People in the Middle East have every right to expect the international community to act at least as effectively as it did in Bosnia. There are faint signs of change with regard to the Israeli-Palestinian conflict. The European Union is more conscious than ever of the devastating effects of the worsening conflict on regional peace. However, it has placed all its hopes on the possibility of persuading the United States to exert pressure on Sharon to accept the necessary existence of a Palestinian state. The US has taken a stand on the issue, but it has been a feeble one, the aim of which seems to have been to quiet the "Arab street" after the military intervention in Iraq. The US does not appear to be ready to get fully involved in the resolution of the problem as it did for the Balkans in the 1990s, or to support a determined international intervention that includes the use of peacekeeping forces.

Many feel that in these circumstances it is utopian to support international intervention. However, had no one supported intervention in Bosnia it would never have taken place. The Geneva accord makes it possible to relaunch the debate about international intervention because it shows that an agreement is possible and that its content is known. But it is also clear that Geneva will become yet another failed endeavor and destroy hopes for a peaceful solution to the conflict if it is not backed by decisive international involvement.

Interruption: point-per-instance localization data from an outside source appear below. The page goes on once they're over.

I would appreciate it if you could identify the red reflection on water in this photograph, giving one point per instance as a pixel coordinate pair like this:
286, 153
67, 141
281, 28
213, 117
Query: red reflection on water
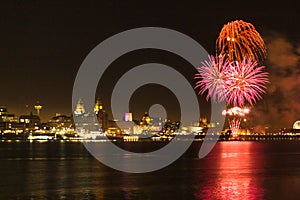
234, 173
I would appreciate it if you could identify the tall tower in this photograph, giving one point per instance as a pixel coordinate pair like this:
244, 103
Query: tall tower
38, 107
101, 115
79, 108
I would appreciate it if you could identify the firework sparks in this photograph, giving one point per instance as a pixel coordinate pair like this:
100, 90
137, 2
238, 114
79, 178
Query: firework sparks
235, 82
239, 39
245, 82
235, 115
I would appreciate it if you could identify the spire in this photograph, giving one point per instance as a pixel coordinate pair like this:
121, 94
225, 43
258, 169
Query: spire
79, 108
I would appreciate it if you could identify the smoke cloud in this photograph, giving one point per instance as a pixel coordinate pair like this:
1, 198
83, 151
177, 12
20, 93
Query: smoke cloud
280, 107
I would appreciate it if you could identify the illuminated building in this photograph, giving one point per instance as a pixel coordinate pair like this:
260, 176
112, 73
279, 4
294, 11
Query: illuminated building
296, 125
79, 110
86, 121
146, 120
128, 117
31, 121
101, 115
7, 121
38, 107
60, 122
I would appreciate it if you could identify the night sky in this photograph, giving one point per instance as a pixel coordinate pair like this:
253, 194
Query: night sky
44, 43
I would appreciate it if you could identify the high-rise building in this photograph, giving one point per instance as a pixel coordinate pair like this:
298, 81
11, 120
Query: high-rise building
38, 107
79, 110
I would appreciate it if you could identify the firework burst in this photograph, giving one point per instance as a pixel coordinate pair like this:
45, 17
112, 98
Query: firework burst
239, 39
245, 82
235, 82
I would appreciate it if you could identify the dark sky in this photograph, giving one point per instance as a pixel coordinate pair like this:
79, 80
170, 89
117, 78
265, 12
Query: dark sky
44, 43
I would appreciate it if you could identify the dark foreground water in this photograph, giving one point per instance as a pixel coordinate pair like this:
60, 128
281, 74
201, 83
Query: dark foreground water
233, 170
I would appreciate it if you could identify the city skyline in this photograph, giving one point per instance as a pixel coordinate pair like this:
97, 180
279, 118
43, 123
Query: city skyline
44, 45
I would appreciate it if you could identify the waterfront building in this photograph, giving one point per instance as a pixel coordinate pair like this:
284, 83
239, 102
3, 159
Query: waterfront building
31, 122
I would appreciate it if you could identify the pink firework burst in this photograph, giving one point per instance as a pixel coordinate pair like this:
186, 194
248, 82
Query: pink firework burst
245, 82
235, 82
212, 78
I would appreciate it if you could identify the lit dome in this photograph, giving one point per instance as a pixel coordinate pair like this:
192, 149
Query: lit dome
296, 125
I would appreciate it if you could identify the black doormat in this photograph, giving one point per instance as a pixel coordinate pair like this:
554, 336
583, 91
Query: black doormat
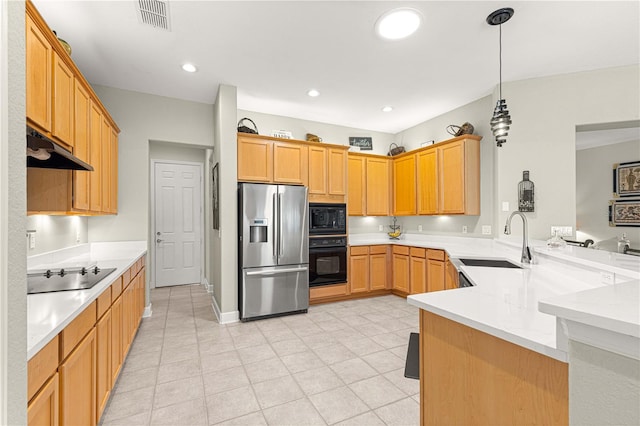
412, 364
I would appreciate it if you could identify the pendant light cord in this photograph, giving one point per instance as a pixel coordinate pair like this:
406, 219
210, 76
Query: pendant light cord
500, 59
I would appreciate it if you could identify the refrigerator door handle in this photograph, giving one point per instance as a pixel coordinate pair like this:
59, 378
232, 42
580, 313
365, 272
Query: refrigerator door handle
277, 271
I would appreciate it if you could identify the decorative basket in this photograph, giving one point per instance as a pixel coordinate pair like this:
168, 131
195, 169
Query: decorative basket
394, 149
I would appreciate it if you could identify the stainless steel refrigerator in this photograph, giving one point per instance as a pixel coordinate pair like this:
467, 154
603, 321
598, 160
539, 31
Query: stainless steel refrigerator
273, 258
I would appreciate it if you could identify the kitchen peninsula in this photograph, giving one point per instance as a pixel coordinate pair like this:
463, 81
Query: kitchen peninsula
489, 345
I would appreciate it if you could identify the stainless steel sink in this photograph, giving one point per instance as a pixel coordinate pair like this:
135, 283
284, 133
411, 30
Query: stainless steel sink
490, 263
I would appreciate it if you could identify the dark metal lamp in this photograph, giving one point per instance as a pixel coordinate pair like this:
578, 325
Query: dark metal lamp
501, 120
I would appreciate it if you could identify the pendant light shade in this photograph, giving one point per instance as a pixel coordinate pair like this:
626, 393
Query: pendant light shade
501, 120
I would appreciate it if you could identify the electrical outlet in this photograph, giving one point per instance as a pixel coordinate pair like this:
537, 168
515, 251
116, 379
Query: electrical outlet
562, 231
607, 277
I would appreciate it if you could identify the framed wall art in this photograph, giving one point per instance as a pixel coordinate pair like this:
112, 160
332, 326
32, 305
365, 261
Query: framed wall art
626, 179
624, 213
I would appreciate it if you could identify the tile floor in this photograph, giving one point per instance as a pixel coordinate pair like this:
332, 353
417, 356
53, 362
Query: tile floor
342, 363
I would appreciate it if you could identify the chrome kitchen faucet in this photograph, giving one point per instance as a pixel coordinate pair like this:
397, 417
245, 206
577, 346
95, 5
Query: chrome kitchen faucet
526, 252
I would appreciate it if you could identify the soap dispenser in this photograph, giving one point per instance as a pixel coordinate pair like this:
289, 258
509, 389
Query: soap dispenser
623, 243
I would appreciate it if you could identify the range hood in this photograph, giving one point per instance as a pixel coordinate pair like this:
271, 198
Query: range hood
44, 153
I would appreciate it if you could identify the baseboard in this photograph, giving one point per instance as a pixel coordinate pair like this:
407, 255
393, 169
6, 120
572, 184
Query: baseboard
224, 317
147, 311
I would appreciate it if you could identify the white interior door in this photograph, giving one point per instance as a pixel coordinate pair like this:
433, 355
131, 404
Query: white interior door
178, 224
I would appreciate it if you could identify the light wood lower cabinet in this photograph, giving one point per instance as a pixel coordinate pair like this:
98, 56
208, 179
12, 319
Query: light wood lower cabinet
43, 409
468, 377
78, 384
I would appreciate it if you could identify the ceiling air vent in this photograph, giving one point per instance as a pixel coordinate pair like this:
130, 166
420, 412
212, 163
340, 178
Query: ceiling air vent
154, 13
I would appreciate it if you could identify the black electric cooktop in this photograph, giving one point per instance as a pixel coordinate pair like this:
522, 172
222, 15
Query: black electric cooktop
65, 279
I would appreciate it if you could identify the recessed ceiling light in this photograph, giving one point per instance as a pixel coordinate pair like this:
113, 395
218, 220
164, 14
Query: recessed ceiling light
398, 23
189, 68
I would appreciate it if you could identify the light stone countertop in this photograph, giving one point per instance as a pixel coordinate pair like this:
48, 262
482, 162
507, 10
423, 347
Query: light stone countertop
50, 313
505, 302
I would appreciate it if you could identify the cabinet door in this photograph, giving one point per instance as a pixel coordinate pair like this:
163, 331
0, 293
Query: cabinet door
451, 279
356, 175
43, 408
103, 362
427, 182
106, 165
63, 91
451, 174
116, 339
401, 272
359, 269
377, 187
255, 160
95, 153
378, 270
435, 277
81, 112
113, 186
38, 79
418, 274
290, 163
78, 384
404, 186
317, 170
337, 177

Israel should be made to accept an international presence on the ground in order to protect Palestinians from military incursions and encroachment, and Israelis from acts of terror. Not only would this be far more effective than the wall that Israel is building, but it could also help to ensure the two-state solution essential for peace, which the “security fence” in effect denies. The window of opportunity created by Geneva should be taken advantage of: an international conference should urgently be called that is inspired not by the model of the post-Gulf War Madrid conference, but by the Dayton model, in the sense of not only offering the parties a "final status" solution which meets with broad public support and can still be improved, but of imposing on them active international involvement, including a military presence that would guarantee that the stipulated solution to the conflict can in effect be implemented.